You know what my new name for George W. Bush is?

President Yes.

Why do I call him President Yes?

Well, you may not believe this.

You probably haven’t seen anyone else in the media complaining about this aspect of the Bush White House.

What I am about to tell you nearly stretches credulity.

But check it out for yourself.

This president so craves love and approval from the Washington establishment that he is yet to have vetoed a single, solitary piece of legislation approved by Congress.

That’s right.

I’m not talking about just in his second term. I’m saying that he has failed to exercise the veto pen once in his five years in office.

Is that as astonishing to you as it is to me?

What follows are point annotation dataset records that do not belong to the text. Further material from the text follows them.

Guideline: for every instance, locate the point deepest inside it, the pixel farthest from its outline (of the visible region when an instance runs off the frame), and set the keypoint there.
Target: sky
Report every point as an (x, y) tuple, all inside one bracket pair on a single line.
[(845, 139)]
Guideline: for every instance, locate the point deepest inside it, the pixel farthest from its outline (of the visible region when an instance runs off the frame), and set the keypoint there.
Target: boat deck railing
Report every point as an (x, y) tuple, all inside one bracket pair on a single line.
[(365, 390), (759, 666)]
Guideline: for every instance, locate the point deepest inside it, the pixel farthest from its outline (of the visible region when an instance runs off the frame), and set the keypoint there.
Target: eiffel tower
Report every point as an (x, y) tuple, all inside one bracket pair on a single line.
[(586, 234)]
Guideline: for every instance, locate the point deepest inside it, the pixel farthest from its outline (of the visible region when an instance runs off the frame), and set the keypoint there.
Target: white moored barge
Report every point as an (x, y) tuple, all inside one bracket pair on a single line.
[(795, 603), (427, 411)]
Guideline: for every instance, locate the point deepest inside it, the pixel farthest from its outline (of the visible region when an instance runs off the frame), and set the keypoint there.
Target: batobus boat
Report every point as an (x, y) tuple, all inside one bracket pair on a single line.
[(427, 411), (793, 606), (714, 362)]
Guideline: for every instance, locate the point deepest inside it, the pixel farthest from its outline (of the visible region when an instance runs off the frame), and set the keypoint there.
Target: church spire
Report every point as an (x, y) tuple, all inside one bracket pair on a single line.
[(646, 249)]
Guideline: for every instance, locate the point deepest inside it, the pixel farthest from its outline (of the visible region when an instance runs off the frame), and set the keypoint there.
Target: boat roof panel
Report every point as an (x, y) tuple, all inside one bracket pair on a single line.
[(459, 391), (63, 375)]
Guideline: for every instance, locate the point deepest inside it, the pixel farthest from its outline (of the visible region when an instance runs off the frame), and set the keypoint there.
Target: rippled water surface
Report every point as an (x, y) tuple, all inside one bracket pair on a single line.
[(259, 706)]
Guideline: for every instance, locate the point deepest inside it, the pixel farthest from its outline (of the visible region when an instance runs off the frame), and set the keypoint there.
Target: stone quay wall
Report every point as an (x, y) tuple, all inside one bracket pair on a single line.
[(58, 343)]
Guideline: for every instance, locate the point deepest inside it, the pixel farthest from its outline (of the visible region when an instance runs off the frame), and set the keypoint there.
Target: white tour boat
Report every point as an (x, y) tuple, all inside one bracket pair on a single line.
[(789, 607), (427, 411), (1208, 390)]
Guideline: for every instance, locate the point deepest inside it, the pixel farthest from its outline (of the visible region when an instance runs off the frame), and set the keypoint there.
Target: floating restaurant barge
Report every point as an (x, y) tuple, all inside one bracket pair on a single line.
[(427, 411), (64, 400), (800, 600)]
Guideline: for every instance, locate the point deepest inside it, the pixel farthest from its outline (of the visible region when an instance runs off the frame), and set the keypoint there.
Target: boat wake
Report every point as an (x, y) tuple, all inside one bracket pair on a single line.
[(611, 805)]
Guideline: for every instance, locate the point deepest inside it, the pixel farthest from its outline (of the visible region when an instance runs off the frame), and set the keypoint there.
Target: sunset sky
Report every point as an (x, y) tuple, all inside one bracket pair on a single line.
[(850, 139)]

This summer, for instance, when the Congress passed a pork-laden $286 billion transportation bill, Bush signed it. That wouldn’t be surprising, given his record, but he had specifically promised to threaten any transportation bill allocating more than $284 billion.

This new spending law includes such vital national security provisions as a $5.8 million trail for snowmobilers in Vermont, $7 million for the National Infantry Museum and a $200 million bridge named for Alaska congressman Rep. Don Young.

Think about what I am telling you: After 55 months in office, President Bush has yet to veto a bill!

To put this in perspective, his “kinder, gentler” father vetoed 44 bills in only four years in office.

President Reagan vetoed 78.

President Franklin Delano Roosevelt vetoed 635.

In fact, not since 1854 has the country awaited a presidential veto for this long.

Now, what does this inability to say “no” mean in the life of the country and the federal government?

In his first term in office, Bush turned a $127 million surplus, albeit a phony one, into a $520 billion deficit.

And, believe me, it wasn’t the tax cuts that did it. It was the profligate spending by a runaway Republican Congress backed by a Republican president who just can’t say “no.”

The day of reckoning is coming.

It may not come on Bush’s watch. But it is coming nonetheless.

Some day soon, the Democrats will be pointing out this reckless, uncontrolled, undisciplined spending in their bid for the White House and control of Congress.

What will be the Republican retort?

“Compassionate conservatism”?

It won’t fly.

There’s nothing compassionate about bankrupting the country, driving up inflation and, inevitably, setting up a major new tax increase.

On top of what Bush has done – or not done – while in office, he’s now faced with the massive cleanup of New Orleans and the Gulf Coast, the continuing Iraq War, the Afghanistan campaign. God forbid another shoe should drop.

This country is unprepared for another trial, another disaster, another major expense.

Our enemies know this as surely as Americans do.

Yet, there’s not a chance Bush will change course – not after five years of saying “yes.”

Oh, I should qualify this new name for President Bush.

He may not veto congressional legislation, but he has been known to say “no” to certain provisions of bills passed by Congress.

One in particular comes to mind.

That was the bill in which the Congress overwhelmingly approved spending to add 2,000 new Border Patrol agents this year, another 2,000 next year and 2,000 in each of the next three years.

While President Yes signed the bill, as is his habit, his administration turned down the money for beefing up the Border Patrol, saying it just wasn’t needed.

Now let me ask you: What do you think this country needs more – 10,000 new Border Patrol agents or a snowmobiling trail in Vermont?